El espejo y la máscara. La prueba de fuego con que nos prueba el espejo es la prueba de la invisibilidad; uno sólo puede ver la maravilla que el universo contiene a condición de que se vuelva invisible, cualidad que sólo se puede obtener volviéndose ciego a su propia imagen; algo que se consigue al atravesar el espejo y dejarlo atrás. Toda visión en el espejo contiene, a la fuerza, una máscara: la de la cara que se busca contemplarse. Todas las distintas máscaras tienen el mismo nombre: Narciso. Y tienen la misma forma: la de la visión con la que nos buscamos contemplar. Romper con el espejo es a la vez arrojar la máscara. Pero sólo rasga su máscara quien mira el espejo sin verse. Pero si acaba siendo tan costoso rasgar nuestra máscara es porque esta visión resulta ser pavorosa; es la visión de nuestra propia muerte.

Somos el sentimiento con el que damos ejecución a nuestros actos, es decir, somos la vanidad con la que nos miramos en el espejo, la gula con la que nos atiborramos de comida, la codicia con la que deseamos volvernos millonarios, la humildad con la que nos arrodillamos ante dios.



Uno se hace bello produciendo belleza; uno se hace elocuente produciendo elocuencia; uno se hace sabio produciendo sabiduría, o se hace necio produciendo necedad.
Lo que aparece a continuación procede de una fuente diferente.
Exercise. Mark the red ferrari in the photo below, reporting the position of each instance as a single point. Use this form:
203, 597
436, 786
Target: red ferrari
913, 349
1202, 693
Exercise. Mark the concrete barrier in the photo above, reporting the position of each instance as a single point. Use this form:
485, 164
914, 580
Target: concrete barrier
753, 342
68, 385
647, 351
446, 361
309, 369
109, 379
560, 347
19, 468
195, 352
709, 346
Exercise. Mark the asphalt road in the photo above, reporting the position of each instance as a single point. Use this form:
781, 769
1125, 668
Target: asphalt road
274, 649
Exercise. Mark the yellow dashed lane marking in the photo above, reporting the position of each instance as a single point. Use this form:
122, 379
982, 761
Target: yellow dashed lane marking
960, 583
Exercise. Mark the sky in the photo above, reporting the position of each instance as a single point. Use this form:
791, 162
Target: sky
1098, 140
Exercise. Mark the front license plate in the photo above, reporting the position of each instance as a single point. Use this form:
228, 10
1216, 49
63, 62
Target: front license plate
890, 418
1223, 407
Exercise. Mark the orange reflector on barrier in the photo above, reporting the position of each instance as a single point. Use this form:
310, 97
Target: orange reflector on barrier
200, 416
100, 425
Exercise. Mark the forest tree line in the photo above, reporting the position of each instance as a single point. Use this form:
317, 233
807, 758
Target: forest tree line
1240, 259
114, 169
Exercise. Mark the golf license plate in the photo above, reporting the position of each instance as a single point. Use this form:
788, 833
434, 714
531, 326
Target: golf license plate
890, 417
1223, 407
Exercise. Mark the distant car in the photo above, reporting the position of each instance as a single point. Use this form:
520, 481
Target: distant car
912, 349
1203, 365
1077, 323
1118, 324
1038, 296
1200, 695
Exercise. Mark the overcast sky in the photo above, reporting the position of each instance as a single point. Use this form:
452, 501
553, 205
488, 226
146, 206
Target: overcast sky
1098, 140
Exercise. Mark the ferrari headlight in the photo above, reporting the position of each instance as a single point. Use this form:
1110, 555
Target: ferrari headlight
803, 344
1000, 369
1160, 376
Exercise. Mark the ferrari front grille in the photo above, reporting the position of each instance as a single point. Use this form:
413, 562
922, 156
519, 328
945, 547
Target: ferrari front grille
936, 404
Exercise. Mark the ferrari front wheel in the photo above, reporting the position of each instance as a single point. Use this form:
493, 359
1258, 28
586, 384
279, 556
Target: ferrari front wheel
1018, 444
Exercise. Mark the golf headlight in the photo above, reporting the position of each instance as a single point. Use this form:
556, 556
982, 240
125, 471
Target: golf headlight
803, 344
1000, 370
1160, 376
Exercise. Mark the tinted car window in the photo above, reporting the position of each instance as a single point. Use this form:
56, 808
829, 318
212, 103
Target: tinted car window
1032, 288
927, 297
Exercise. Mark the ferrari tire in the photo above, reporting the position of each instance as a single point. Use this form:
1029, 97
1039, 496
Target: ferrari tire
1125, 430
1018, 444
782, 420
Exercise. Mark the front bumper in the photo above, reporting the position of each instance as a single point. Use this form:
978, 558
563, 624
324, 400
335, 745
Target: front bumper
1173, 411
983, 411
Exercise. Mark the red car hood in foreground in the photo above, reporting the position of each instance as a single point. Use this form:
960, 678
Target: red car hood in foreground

No tiene otro medio el hombre de llegar a ser algo, que ya haciendo ser ese algo que quiere llegar a ser. Ha de producir belleza, o elocuencia, o sabiduría, o necedad a su alrededor. Transmitir: esa es la función del ser. El ser transmite aquello que ya es; lo acaba irradiando, como la fuente de luz irradia aquello que ya es: pura luz.

En un mundo atiborrado de cosas materiales y de máquinas, nos resulta más complicado la percepción de lo espiritual, pues lo espiritual queda desalojado, invisibilizado. Las cosas que tienen vida y que, por tanto, tienen el poder procreador de dar la vida, son apartadas de nuestra lado, para acabar rodeando nuestra existencia de aquellas cosas que ni tienen ni pueden dar vida: las máquinas. En un mundo atiborrado de cosas materiales, el hombre ya no puede concebir lo espiritual, pues él mismo es compelido a que viva su vida de la manera más groseramente material y a que se aleje de lo vivo.

En los carteles de carretera que nos indican los miradores y las vistas panorámicas, el dibujo de un ojo resplandeciente ha sido sustituido por el de la cámara de fotos. Importa ya más la máquina que el órgano. Más la obra del hombre que el hombre mismo. Más la utilidad que el recreo. Y más el negocio que el ocio.

Vivimos en la sociedad del paparazzi. De alguna manera, su figura nos representa. La moderna cultura del turista. Al que sólo le interesa obtener un trofeo de los lugares a los que acude en peregrinación “voyeurista”. Lo espiritual y lo sagrado también se vivencian como posesión. Queremos arrancar al mundo todos sus trofeos. Mentalidad de expoliador; nunca de explorador. Porque no es una fotografía lo que nos queremos llevarnos de los lugares a los que hemos concurrido. Si nos permitieran llevarnos una piedra de todo monumento que vamos a fotografiar, no quedaría piedra sobre piedra, acabaríamos despedazándolo todo, y dejaríamos en negativo la realidad positiva. Y al mismo tiempo haríamos desaparecer todas las catedrales, todas las mezquitas, todos los palacios, todas las estatuas. Pero de alguna manera esa desaparición ya la hemos realizado. Con cada fotografía que hacemos le robamos un jirón de alma a lo que fotografíamos. Al mismo tiempo nos arrancamos un jirón de la nuestra. Con cada flax que disparamos nos vamos cegando un poquito más. Así es como vivimos en un mundo desencantado. Lo más sagrado se profana. Lo más profano se sacramenta. La varita mágica con la que se ha producido este desencantamiento se llama “tecnología”. Ella ha robado al hombre la otra varita mágica de sus poderes sagrados.